The Future: Vibes Coding 24/7
Do you read through and understand every line of every open source module you add to your codebase? Once the quality expected from generated code approaches the quality of a typical opensource project why would you waste the mental energy to thoroughly vet each suggestion? When you are mentoring a junior developer there is a constant need to remind them to not spend too long on the aspects of the work that aren't getting them closer to their goal. These tools move this up the experience curve forcing your more senior developers to consider what aspects of the software deserves their limited time and attention. Senior programmers already joke about forgetting what their own code does after days, weeks, months. LLM generated code may eventually shrink this time scale down to you only loosely understanding the code during review time. This isn’t quite as scary as it sounds when you can quickly ask the same tool to explain any line to you at any level of detail with the entire codebase as context.
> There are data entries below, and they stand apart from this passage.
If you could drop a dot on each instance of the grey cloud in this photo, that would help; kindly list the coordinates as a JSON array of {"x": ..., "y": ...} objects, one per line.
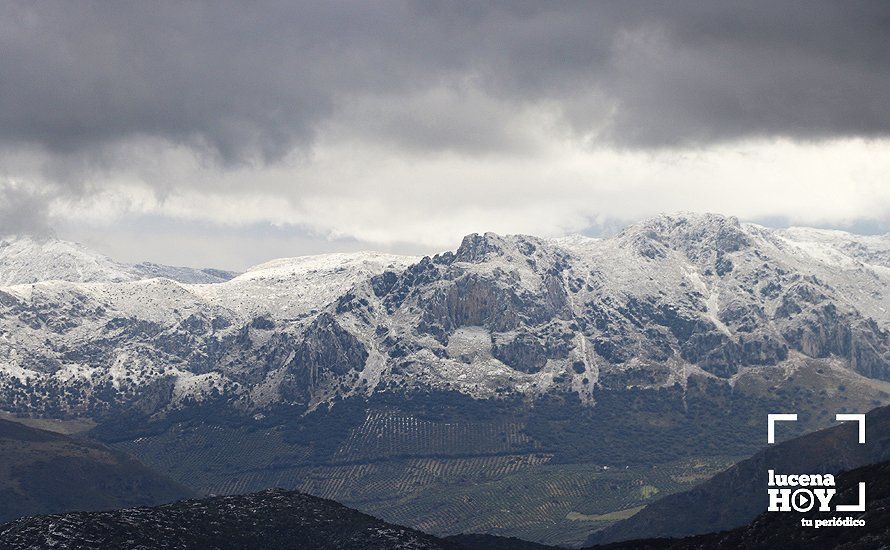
[
  {"x": 23, "y": 210},
  {"x": 250, "y": 82}
]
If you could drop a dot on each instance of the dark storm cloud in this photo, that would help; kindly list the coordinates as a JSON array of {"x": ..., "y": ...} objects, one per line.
[
  {"x": 253, "y": 81},
  {"x": 23, "y": 211}
]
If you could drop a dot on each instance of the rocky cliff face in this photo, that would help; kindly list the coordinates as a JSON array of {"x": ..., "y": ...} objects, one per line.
[{"x": 667, "y": 300}]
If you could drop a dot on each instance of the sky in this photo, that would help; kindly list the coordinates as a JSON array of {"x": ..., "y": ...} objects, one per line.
[{"x": 225, "y": 134}]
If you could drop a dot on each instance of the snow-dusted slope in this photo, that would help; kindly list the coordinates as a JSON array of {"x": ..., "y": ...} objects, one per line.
[
  {"x": 290, "y": 288},
  {"x": 26, "y": 260},
  {"x": 669, "y": 299}
]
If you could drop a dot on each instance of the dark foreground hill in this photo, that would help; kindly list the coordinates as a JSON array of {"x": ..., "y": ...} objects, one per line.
[
  {"x": 736, "y": 496},
  {"x": 43, "y": 472},
  {"x": 270, "y": 519},
  {"x": 783, "y": 530}
]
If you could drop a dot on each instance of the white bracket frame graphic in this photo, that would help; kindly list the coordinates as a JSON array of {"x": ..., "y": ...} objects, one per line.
[{"x": 860, "y": 418}]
I for one welcome this future. Every time as an industry we have removed an aspect of software development that slows down the process the amount of problems solved by software has increased dramatically. By the end of this decade there will be more code than ever. Its on us as professionals to ensure that quality follows us into this new reality, something we will never be able to do as individual opinionated craftsmen typing out our solutions one character at a time.